Saiph examines files, web pages, and databases looking for certain information to be extracted by searching for all synonyms of the term. In addition to any word that shares the same meaning by including a linguistic source with it, and by considering other factors during the search as having the same term in other parts of speech and misspellings, with filters to show only search results that meet the desired criteria. The searching system would also have a feature of searching dialects, with the results written in various dialects appearing.

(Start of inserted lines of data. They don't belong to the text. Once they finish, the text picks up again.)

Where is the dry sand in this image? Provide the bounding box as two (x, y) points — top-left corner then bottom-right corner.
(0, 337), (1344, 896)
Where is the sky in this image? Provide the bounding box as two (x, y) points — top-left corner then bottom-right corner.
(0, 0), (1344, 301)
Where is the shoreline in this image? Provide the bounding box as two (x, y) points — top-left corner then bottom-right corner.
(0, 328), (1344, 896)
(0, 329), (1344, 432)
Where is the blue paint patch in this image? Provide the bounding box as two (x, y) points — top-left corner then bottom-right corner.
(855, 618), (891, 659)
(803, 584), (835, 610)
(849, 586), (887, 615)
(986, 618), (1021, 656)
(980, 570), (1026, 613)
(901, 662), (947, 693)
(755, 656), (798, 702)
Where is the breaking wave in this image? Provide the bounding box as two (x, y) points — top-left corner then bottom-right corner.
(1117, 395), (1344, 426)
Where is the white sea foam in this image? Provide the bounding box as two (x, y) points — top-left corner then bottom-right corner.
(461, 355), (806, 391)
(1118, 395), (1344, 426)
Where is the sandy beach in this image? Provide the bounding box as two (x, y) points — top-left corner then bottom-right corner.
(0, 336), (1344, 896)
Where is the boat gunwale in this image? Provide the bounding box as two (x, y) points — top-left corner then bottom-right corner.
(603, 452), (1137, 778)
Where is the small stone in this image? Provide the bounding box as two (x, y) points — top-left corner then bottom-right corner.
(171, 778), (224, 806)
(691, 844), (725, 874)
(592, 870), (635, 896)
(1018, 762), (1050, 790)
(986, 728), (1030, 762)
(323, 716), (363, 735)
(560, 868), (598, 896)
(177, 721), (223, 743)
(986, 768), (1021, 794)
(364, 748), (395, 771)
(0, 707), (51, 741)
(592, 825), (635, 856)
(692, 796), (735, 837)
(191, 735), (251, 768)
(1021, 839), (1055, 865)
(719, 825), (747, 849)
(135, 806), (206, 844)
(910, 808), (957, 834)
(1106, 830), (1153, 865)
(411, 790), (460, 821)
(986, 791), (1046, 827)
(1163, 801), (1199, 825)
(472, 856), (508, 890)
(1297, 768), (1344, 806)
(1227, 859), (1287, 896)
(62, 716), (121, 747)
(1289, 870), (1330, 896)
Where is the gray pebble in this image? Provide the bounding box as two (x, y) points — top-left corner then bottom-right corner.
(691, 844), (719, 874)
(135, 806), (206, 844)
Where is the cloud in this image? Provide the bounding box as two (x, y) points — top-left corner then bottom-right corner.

Saiph would perform searches on web pages, text files, e-books, databases, and more resources that will be included later. The initial prototype will be presented as a chrome extension to showcase the ease of access. It would only work inside web pages and could be accessed quickly through the conventional shortcut CTRL + F. In addition, it will support both Arabic and English languages by the first release to make it accessible for MENA users in specific and worldwide users in general.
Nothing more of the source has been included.